AN ECOSYSTEM-SCALE ASSESSMENT OF THE SPOTTED OWL AND OTHER INDICATORS AS UMBRELLA SPECIES FOR AVIAN BIODIVERSITY

Kristin M Brunk; K. Lisa Yang Center for Conservation Bioacoustics; kb572@cornell.edu; M. Zach Peery, Connor M Wood

The combined effects of over a century of post-colonial forest management, resource extraction and fire suppression, and climate change in the Sierra Nevada are manifesting in larger, more severe fires, a change with dire implications for biodiversity. For decades, Spotted Owl conservation has shaped forest management, with most other species receiving scant attention – if any.
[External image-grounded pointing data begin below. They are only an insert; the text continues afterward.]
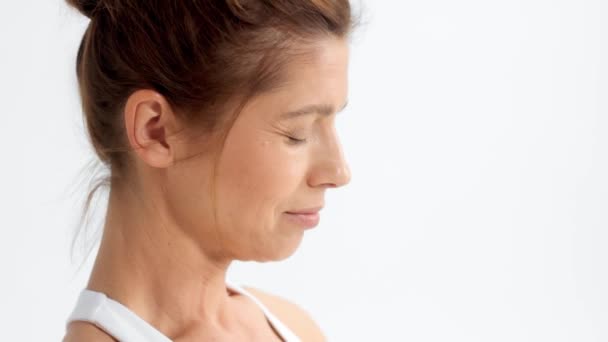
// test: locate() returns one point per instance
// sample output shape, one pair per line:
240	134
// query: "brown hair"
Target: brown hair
200	55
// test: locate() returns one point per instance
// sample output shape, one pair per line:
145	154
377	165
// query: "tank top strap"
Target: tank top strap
113	318
287	334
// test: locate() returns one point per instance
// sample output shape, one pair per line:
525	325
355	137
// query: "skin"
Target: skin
160	237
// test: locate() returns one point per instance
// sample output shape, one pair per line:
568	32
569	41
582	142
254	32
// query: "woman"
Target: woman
216	121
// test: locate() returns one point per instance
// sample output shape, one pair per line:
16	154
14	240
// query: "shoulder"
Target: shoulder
82	331
296	318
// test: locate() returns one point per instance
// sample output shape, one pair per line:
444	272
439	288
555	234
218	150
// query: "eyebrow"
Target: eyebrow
323	109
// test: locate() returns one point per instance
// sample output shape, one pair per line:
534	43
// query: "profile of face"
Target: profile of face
273	162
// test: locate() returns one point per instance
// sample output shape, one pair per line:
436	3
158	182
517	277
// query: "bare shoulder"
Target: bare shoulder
296	318
82	331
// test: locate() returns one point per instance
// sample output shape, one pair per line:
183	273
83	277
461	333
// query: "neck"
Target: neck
159	272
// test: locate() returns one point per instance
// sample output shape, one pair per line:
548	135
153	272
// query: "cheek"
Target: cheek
256	182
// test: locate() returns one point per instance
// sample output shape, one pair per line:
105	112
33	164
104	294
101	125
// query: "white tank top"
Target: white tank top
124	325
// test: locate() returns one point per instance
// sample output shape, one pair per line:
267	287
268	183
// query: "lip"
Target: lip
306	220
306	211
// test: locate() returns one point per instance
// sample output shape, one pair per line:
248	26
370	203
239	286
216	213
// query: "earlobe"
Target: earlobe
147	118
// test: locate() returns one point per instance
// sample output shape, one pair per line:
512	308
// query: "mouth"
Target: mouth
306	220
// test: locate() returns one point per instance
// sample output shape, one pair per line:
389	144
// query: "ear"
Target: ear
149	122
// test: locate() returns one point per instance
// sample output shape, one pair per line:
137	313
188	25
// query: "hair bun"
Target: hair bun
86	7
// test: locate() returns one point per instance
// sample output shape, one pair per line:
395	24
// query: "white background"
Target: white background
476	134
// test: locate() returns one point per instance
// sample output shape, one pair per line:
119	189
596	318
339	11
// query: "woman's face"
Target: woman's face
263	173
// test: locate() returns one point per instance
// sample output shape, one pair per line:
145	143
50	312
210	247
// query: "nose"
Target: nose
331	169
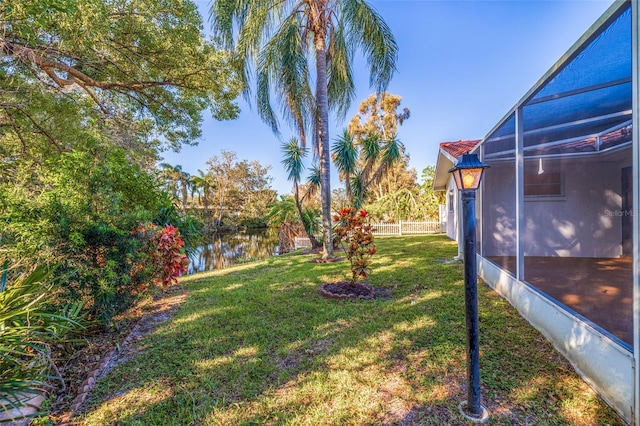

The recent establishment of an ecosystem-scale passive acoustic monitoring program across the Sierra Nevada (>1,600 recording sites across ~25,000km2) and machine learning tools capable of identifying most bird species means that comprehensive assessments of the actual umbrella effects of priority species can now be assessed. We used multi-species occupancy models to estimate the probability of co-occurrence of 70 species of Sierra Nevada birds, including the Spotted Owl and other priority species. Preliminary results suggest that 15 of 69 species (22% of the community) are positively associated with Spotted Owl occurrence, a similar number of non-overlapping species are positively associated with Fox Sparrows, and very few species are associated with the relatively scarce Black-backed Woodpecker. Quantifying the umbrella effects of what have been assumed to be complementary indicator species can help inform urgently needed forest restoration to maximize short-term biodiversity conservation before the presumed long-term benefits of such interventions accrue.